Pasadena Fight 4 Fifteen

However, opponents argue that this wage increase will only cause the price of goods, services and rent to increase as well. Despite the current noise surrounding this particular campaign, the fight for a living wage in this country has existed since the early 20th century. Here I will highlight the history of living wage campaigns in order to provide readers with the historical context of where Pasadena now finds itself.

In 1938, President Franklin D. Roosevelt signed the Fair Labor Standards Act (FLSA) which established a federal minimum wage at $0.25 an hour. The goal was to create a “minimum standard of living necessary for health, efficiency, and general well-being.” Signed into effect at the peak of the Great Depression, the law’s intended purpose was to keep workers out of poverty, prevent labor exploitation, and encourage consumer activity in order to stimulate the economy. Since 1938, Congress has increased the minimum wage 22 times. The most recent increase went into effect in 2009, when Congress increased minimum wage to $7.25 per hour.

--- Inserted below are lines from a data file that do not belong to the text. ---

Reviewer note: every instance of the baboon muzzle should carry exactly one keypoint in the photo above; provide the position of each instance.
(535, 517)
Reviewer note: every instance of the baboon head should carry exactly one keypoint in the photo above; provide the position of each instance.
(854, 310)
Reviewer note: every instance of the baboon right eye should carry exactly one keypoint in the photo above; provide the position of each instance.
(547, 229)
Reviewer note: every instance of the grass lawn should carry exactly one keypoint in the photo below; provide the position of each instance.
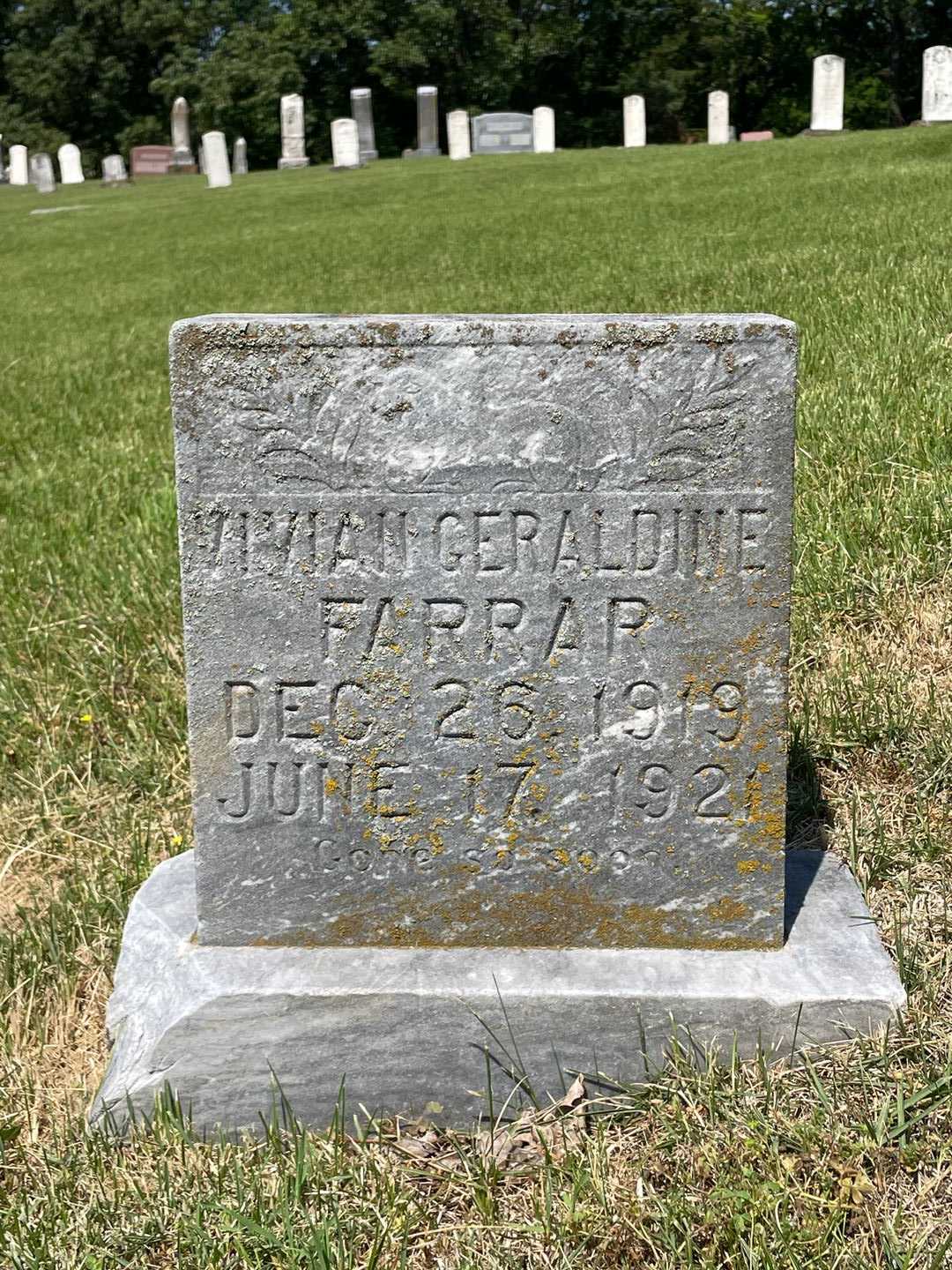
(844, 1162)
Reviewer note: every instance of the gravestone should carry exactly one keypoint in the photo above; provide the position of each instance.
(634, 120)
(718, 118)
(70, 164)
(150, 161)
(427, 124)
(502, 132)
(344, 144)
(216, 161)
(362, 111)
(487, 628)
(41, 173)
(292, 132)
(113, 170)
(937, 84)
(544, 130)
(182, 158)
(827, 100)
(458, 133)
(19, 165)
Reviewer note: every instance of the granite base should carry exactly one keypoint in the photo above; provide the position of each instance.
(410, 1030)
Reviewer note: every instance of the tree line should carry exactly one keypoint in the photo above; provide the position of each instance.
(104, 72)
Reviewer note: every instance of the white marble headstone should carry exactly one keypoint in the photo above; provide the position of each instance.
(292, 132)
(216, 161)
(634, 116)
(458, 133)
(113, 169)
(19, 165)
(70, 164)
(827, 103)
(544, 130)
(718, 118)
(937, 84)
(344, 144)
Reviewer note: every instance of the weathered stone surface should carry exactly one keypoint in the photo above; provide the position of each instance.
(344, 144)
(41, 173)
(362, 111)
(487, 626)
(634, 120)
(182, 156)
(458, 133)
(113, 169)
(544, 130)
(152, 161)
(292, 132)
(502, 132)
(215, 153)
(827, 101)
(19, 165)
(937, 84)
(427, 123)
(718, 118)
(219, 1025)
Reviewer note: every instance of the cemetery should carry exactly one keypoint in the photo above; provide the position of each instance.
(476, 690)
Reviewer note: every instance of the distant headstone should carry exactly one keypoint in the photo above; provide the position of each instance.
(544, 130)
(113, 169)
(70, 164)
(937, 84)
(362, 111)
(487, 639)
(19, 165)
(216, 161)
(292, 132)
(344, 144)
(502, 132)
(427, 123)
(41, 173)
(634, 118)
(150, 161)
(827, 101)
(182, 158)
(718, 118)
(458, 133)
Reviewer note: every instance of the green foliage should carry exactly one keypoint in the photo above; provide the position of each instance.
(104, 72)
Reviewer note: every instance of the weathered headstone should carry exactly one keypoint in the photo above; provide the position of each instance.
(487, 654)
(113, 170)
(458, 133)
(502, 132)
(41, 173)
(19, 165)
(344, 144)
(182, 158)
(544, 130)
(216, 161)
(362, 111)
(150, 161)
(634, 118)
(718, 118)
(70, 164)
(827, 100)
(292, 132)
(427, 123)
(937, 84)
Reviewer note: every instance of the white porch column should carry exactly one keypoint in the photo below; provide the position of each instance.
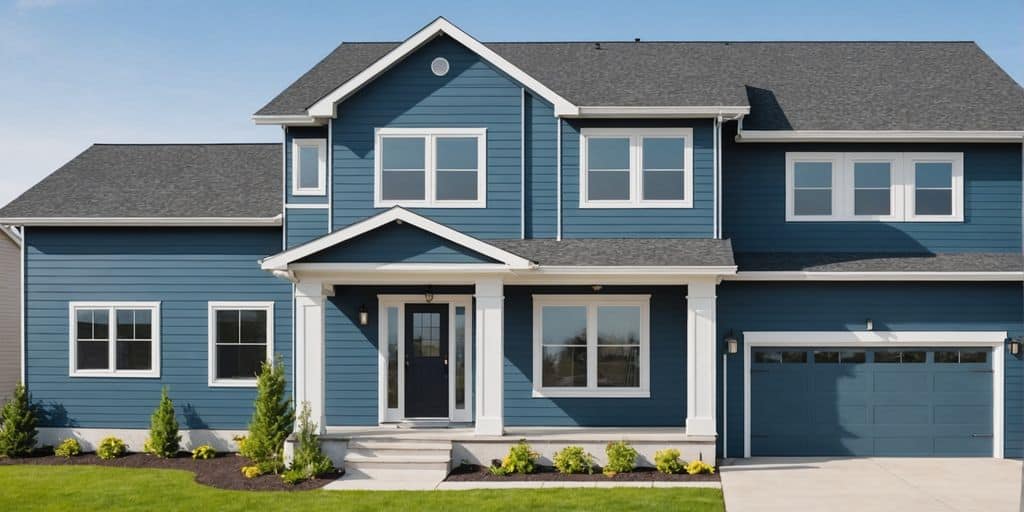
(489, 356)
(700, 357)
(309, 299)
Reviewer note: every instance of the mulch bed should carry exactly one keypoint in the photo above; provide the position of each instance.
(223, 471)
(468, 472)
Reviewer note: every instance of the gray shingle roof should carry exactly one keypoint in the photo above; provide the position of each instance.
(159, 180)
(640, 252)
(788, 85)
(881, 262)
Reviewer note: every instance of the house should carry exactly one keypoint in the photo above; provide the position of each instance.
(10, 310)
(735, 249)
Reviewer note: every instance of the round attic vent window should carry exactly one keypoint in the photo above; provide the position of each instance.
(439, 67)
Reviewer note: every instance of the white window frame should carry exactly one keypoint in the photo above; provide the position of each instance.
(112, 308)
(212, 308)
(592, 302)
(901, 199)
(321, 145)
(636, 136)
(430, 136)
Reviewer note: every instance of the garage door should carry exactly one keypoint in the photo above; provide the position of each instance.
(834, 401)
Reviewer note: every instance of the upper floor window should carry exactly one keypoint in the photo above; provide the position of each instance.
(888, 186)
(115, 339)
(430, 167)
(308, 167)
(636, 168)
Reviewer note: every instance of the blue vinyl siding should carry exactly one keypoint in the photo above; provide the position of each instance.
(303, 224)
(472, 95)
(183, 268)
(639, 222)
(754, 204)
(896, 306)
(667, 404)
(541, 129)
(397, 244)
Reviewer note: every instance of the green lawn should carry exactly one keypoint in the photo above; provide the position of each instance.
(85, 487)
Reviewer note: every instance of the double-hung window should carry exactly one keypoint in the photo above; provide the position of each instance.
(430, 167)
(241, 339)
(115, 339)
(636, 168)
(308, 167)
(587, 345)
(885, 186)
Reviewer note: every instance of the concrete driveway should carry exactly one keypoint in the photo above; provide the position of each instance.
(832, 484)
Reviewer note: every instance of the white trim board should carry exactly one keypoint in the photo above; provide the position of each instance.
(993, 339)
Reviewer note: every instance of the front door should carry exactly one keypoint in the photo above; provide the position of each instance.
(426, 360)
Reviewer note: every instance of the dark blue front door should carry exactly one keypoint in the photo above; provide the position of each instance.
(871, 401)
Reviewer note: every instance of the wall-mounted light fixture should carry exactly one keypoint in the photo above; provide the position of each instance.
(364, 315)
(731, 343)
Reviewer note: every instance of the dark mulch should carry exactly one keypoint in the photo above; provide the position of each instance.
(223, 471)
(469, 472)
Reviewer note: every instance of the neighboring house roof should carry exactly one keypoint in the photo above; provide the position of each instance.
(158, 181)
(623, 252)
(787, 85)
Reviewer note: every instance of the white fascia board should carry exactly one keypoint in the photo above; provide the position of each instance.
(282, 260)
(880, 275)
(144, 221)
(663, 112)
(879, 136)
(325, 108)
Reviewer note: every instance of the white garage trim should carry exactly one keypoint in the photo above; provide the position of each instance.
(993, 339)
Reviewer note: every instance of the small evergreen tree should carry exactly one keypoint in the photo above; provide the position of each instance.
(272, 420)
(17, 424)
(164, 436)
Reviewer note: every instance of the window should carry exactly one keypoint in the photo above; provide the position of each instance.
(587, 345)
(430, 167)
(636, 168)
(308, 167)
(241, 339)
(885, 186)
(115, 339)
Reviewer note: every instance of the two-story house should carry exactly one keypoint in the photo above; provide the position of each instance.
(735, 249)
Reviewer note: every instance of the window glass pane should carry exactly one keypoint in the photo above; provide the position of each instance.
(227, 326)
(563, 325)
(619, 367)
(457, 153)
(457, 185)
(308, 167)
(664, 154)
(253, 326)
(608, 154)
(564, 367)
(619, 326)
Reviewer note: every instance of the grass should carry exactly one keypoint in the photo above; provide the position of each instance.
(89, 487)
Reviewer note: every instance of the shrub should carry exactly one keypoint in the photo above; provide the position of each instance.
(699, 467)
(17, 424)
(308, 461)
(68, 449)
(573, 460)
(272, 420)
(111, 448)
(204, 453)
(622, 458)
(164, 436)
(667, 461)
(521, 459)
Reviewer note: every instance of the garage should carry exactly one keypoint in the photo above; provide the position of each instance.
(864, 400)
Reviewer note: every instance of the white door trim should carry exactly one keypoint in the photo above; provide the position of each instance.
(993, 339)
(386, 415)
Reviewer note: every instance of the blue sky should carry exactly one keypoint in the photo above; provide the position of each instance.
(78, 72)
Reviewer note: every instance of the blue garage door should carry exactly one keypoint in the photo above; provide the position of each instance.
(836, 401)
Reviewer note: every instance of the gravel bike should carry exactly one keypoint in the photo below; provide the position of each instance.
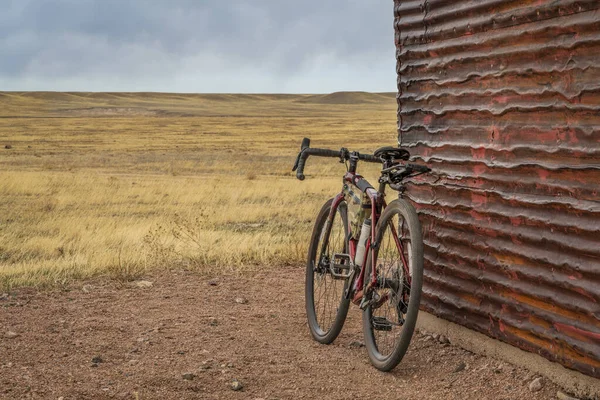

Under the FLSA, the federal minimum wage may only be increased by Congressional approval; it does not automatically adjust with inflation. In recent decades, inflation has increased at a much faster rate than the federal minimum wage; “returning it to the value it held in 1968 would require an increase to nearly $10 per hour.” As a result, the purchasing power and living standards of workers and families who earn minimum wage have declined. Since 1980 the federal minimum wage has lost 30% of its value in terms of purchasing power.

Low-wage workers reached peak purchasing power in 1968, when the minimum wage was the equivalent of $9.54 per hour in 2014 dollars. However, due to infrequent and inadequate congressional raises, these workers are worse off economically than they have been in years.

According to the Economic Policy Institute, low-wage workers reached peak purchasing power in 1968, when the minimum wage was the equivalent of $9.54 per hour in 2014 dollars. However, due to infrequent and inadequate congressional raises, these workers are worse off economically than they have been in years.

Because Congress does not routinely increase the federal minimum wage to keep pace with inflation, 30 states have adopted their own minimum wages higher than the federal level. Over the past decade, over 40% of cities and counties across the country have also adopted their own municipal and county minimum wages laws.

The movement to get cities and low-wage employers (like fast-food chains) to increase minimum wages has been called the Fight for 15. In November of 2012, 200 fast-food workers in New York City walked off the job and refused to work, demanding $15 per hour in pay as well as union representation. Though the Fight for 15 initially began as a movement garnered for fast-food workers, the organizers have transformed it into a revolutionary campaign for low-wage workers nationwide working in a diverse collection of job sectors.

Since that first one-day strike in 2012, the Fight for 15 has called into action over 150 cities in the United States and 33 locations internationally. As a result of the momentum initiated by the fast-food protests, in June of 2014, Seattle passed the first $15 Minimum Wage Ordinance. This was a major victory for the Fight for 15 campaign, and since then, cities across the nation, including New York City, Washington D.C., and a multitude of cities in California, have passed their own laws to increase minimum wage to $15. The California cities of San Francisco, Los Angeles, Mountain View, Emeryville, Santa Monica, El Cerrito, and now Pasadena have each approved a $15 minimum wage, as has Los Angeles County .

Following close behind the movement for the Fight for 15 are the multitude of economic and research studies both in agreement and in disagreement with advocates’ attempts to increase minimum wage. Macro-level economists are somewhat divided on the subject, yet again and again research findings of both qualitative and quantitative data point towards to the dire need for a living wage–not just a minimum wage–for workers.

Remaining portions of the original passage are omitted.